Fin 2009, la chute de l’activité a été stoppée et une reprise de la croissance a été observée. La mobilisation et la thérapeutique keynésienne ont réussi : la crise financière ne sera pas la Grande Dépression. Nous ne sommes pas pour autant tirés d’affaire. Quelle est la stratégie de sortie ? Comment sortir de l’addiction aux déficits, aux taux d’intérêt nuls, aux aides de l’État, aux garanties données, etc. ? Certes, nous sommes dans « l’après-crise financière », mais la crise économique (le chômage, la pauvreté) persiste et nous arrivons sans doute à l’aube d’une période de frustration sociale (la fatigue face aux efforts demandés, le mécontentement sur leur répartition).

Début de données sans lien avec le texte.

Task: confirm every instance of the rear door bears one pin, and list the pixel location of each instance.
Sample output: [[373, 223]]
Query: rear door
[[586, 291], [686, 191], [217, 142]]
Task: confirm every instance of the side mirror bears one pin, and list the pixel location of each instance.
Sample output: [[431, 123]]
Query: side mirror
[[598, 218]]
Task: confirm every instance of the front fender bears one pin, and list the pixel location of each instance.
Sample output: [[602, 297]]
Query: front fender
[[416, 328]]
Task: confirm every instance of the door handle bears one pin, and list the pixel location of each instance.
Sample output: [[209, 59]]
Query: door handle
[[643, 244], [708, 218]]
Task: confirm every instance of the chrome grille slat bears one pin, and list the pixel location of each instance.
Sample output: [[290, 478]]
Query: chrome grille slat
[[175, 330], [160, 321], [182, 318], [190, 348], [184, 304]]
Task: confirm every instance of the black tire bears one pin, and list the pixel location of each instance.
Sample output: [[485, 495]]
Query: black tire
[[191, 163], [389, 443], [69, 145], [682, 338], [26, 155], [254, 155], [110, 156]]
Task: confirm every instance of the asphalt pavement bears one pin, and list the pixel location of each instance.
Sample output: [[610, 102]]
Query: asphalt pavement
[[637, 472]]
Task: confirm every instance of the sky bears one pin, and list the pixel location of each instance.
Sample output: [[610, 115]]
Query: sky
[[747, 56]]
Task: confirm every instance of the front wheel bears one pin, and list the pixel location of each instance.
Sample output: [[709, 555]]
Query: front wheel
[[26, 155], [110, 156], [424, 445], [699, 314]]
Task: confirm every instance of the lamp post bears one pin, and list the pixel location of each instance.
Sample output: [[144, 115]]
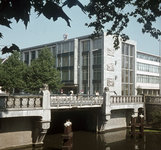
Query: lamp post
[[88, 67], [159, 66]]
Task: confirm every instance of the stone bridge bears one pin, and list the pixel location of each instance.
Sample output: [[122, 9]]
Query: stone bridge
[[31, 106]]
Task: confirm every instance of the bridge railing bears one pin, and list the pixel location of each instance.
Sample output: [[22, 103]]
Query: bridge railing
[[20, 101], [59, 101], [152, 99], [126, 99]]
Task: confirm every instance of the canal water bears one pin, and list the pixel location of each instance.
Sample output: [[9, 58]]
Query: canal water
[[117, 140]]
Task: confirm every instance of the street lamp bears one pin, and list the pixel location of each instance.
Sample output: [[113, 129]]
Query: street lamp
[[88, 68], [159, 66]]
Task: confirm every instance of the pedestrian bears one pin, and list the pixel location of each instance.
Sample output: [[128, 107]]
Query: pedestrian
[[68, 94], [71, 92], [97, 93]]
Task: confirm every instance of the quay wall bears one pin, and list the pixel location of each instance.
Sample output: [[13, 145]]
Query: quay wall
[[16, 131]]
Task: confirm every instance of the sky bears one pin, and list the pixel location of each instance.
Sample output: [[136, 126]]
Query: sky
[[41, 31]]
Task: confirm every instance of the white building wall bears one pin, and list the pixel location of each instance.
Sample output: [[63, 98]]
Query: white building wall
[[111, 66]]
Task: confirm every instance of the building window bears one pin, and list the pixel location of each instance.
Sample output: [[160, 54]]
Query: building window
[[97, 59], [59, 61], [33, 55], [65, 61], [71, 60], [148, 57], [54, 51], [147, 67], [71, 74], [147, 79], [65, 75], [38, 52], [85, 60], [27, 57], [59, 48], [97, 44], [85, 75], [65, 47], [72, 46], [85, 88], [96, 87], [97, 74], [86, 45]]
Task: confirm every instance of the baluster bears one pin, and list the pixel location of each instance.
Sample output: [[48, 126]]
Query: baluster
[[17, 103], [10, 102], [124, 100], [111, 99], [132, 99], [24, 102], [31, 102], [117, 99]]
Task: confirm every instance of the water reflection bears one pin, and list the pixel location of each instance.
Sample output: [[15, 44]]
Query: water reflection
[[118, 140]]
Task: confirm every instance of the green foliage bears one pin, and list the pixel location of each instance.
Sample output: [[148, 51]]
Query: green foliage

Le cycle de l’emploi est en retard sur le cycle économique
Le reflux de la dépense publique va se heurter à des obstacles politiques : le cycle de l’emploi est en retard sur le cycle économique. Comment assurer un avenir stable par un remodelage du paysage financier et de ses règles du jeu sans étouffer une croissance encore bien fragile ? Comment retrouver un équilibre des balances des paiements entre l’Asie, les USA et l’Europe qui mette fin au dilemme destructeur entre dépréciation forte du dollar et perte de contrôle de la masse monétaire mondiale, avec, du coup, une succession de bulles spéculatives et le stop-and-go que nous avons connu durant la première décennie du XXIe siècle ? Comment maîtriser notre choix de spécialisation industrielle et enrayer ce qui paraît comme une fatalité de la délocalisation et qui peut être accentué par la crise ?
Incorporer les intuitions
Pour faire revivre la macroéconomie, il faut sans doute réhabiliter la description institutionnelle et statistique, c’est-à-dire un peu moins de simulations sur des modèles simplement » calibrés » et un peu plus de véritable travail économétrique, un peu plus de travail sur des modèles d’équilibre partiel, et un peu moins sur des modèles d’équilibre général, accepter un peu moins de rigueur formelle pour incorporer davantage les observations et les intuitions. Les sujets essentiels sont des sujets de risque, d’incertitude, d’angoisse devant le chômage et de confiance nécessaire pour que la » destruction créatrice » reprenne ses droits. Ne doit-on pas enrichir la macroéconomie, à l’image de ce que la théorie comportementale a apporté à la théorie financière, en décrivant davantage des comportements observés, en faisant une part à l’irrationnel et au subjectif ? Ne doit-on pas faire preuve d’un peu moins d’arrogance envers les autres disciplines et accepter leur apport, en acceptant l’idée qu’il n’est pas nécessaire d’avoir la rigueur formelle pour être pertinent ? Nul doute que les économistes auront besoin d’audace pour éclairer l’avenir dans les années difficiles qui nous attendent. Faute de cette audace, le grand retour de la macroéconomie – tant nécessaire – n’aura pas lieu.
Animal spirits
Selon Maynard Keynes, faute de connaissance sur le long terme, nos choix à long terme relèvent d’animal spirits (esprits animaux). Dans un ouvrage éponyme, les économistes américains George Akerlof et Robert Shiller reprennent cette analyse. Ils soulignent que, pour guider ces esprits, l’intervention du gouvernement est indispensable, le marché n’étant pas en mesure de répondre à cette nécessité.